I was delivering a lecture to a group of academics and students out in San Jose recently [see the slideshow here] and someone in the crowd asked me to send them a list of some of the many books I had mentioned during my talk, which was about future policy clashes over various emerging technologies. I cut the list down to the five books that I believe best frame the nature of debates over innovation and technology policy. They are:
- Virginia Postrel, The Future and Its Enemies (1998): Contrasts the conflicting worldviews of “dynamism” and “stasis” and shows how the tensions between these two visions influences debates over technological progress. No book has had a greater influence on my own thinking about debates over innovation and progress.

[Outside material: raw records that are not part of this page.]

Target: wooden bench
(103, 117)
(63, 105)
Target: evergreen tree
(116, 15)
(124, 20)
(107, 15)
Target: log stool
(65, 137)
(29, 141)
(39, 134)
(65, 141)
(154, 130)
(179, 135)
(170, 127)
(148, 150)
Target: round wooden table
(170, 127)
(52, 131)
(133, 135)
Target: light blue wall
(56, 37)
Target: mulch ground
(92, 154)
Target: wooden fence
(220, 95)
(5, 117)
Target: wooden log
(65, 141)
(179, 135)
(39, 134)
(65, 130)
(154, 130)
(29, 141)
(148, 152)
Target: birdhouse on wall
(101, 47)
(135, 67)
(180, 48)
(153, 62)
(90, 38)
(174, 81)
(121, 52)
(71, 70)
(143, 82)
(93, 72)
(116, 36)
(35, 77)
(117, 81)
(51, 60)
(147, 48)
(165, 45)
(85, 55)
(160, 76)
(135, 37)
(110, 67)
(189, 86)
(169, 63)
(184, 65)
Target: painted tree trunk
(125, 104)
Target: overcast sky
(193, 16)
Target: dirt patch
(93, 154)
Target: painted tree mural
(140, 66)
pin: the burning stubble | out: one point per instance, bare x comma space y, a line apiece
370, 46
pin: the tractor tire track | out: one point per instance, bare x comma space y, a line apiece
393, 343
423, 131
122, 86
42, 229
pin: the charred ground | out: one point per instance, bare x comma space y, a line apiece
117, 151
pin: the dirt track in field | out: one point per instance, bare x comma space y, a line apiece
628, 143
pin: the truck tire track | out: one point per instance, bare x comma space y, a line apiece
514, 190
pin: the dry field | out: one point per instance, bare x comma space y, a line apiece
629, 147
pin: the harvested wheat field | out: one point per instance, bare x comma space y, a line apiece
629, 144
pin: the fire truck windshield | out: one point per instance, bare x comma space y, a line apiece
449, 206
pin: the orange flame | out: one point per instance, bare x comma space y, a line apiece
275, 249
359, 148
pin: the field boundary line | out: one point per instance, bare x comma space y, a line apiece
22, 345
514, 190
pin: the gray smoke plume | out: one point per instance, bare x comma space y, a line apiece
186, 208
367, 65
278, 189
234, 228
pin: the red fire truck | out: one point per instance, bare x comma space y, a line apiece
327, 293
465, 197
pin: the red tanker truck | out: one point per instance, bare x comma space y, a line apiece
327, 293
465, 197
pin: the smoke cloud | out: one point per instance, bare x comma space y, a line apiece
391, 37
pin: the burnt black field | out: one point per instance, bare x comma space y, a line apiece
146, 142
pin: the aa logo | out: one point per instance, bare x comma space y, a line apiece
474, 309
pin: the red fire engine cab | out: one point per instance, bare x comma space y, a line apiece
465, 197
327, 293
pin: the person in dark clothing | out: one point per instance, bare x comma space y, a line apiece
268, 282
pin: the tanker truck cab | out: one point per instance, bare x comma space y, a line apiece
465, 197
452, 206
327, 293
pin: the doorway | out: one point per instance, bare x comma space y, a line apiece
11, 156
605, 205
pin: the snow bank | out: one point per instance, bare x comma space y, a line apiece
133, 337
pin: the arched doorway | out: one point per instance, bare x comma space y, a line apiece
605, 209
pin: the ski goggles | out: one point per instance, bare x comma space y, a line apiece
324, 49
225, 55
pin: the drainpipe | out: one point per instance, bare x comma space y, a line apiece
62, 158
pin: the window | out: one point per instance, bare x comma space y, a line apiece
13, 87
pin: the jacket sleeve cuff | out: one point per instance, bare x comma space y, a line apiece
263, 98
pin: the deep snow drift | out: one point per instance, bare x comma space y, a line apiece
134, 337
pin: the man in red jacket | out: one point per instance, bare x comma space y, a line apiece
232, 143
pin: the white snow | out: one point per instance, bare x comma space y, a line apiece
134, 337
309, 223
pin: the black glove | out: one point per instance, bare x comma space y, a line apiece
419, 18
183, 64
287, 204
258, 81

- Joel Garreau, Radical Evolution: The Promise and Peril of Enhancing Our Minds, Our Bodies — and What It Means to Be Human (2005). Describes how debates about emerging technologies are typically framed in terms of “Heaven” versus “Hell” scenarios. He then offers an alternative “Prevail” paradigm explaining how we “muddle through” and prosper in the face of adversity.
- Joel Mokyr, Lever of Riches: Technological Creativity and Economic Progress (1990): One of the finest histories of technological innovation ever penned. It’s certainly my favorite. It explores how earlier technologies evolved and created social and economic tensions.

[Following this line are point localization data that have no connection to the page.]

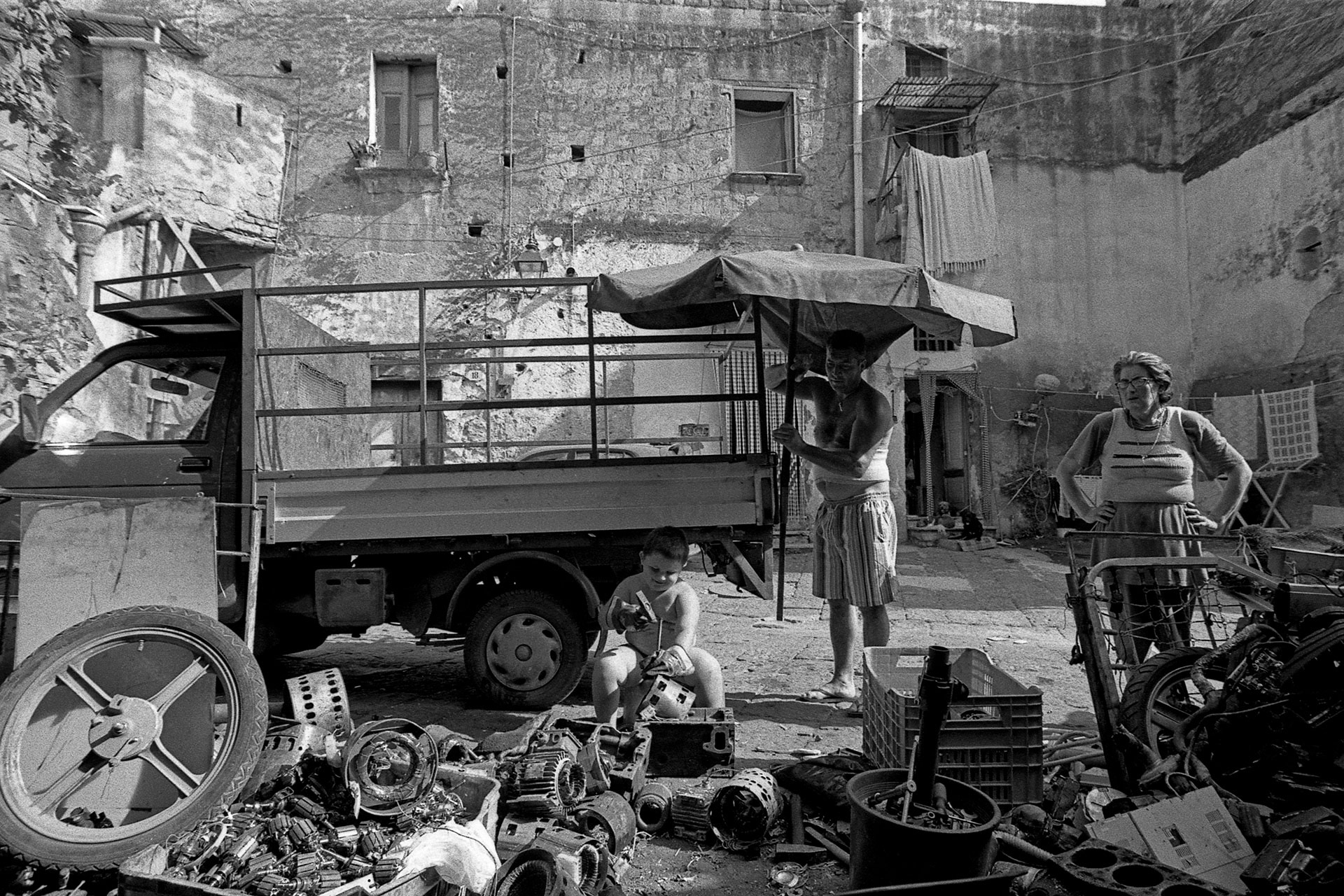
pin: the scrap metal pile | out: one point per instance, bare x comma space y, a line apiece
555, 808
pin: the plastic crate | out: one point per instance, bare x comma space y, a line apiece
992, 739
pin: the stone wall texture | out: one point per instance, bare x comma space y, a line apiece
1154, 164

- Matt Ridley, The Rational Optimist: How Prosperity Evolves (2010): Makes the case for “rational optimism” in debates about technology and innovation and takes on pessimistic critics of technological change.
- Larry Downes, The Laws of Disruption: Harnessing the New Forces That Govern Life and Business in the Digital Age (2009): Explains how lawmaking in the information age is inexorably governed by the “law of disruption” or the fact that “technology changes exponentially, but social, economic, and legal systems change incrementally.” That fact, he explains, has profound ramifications for all technology policy debates going forward.
If you haven’t read these amazing books yet, add them to your collection right now! They are worth reading again and again. They will forever change the way you think about debates over technology and innovation.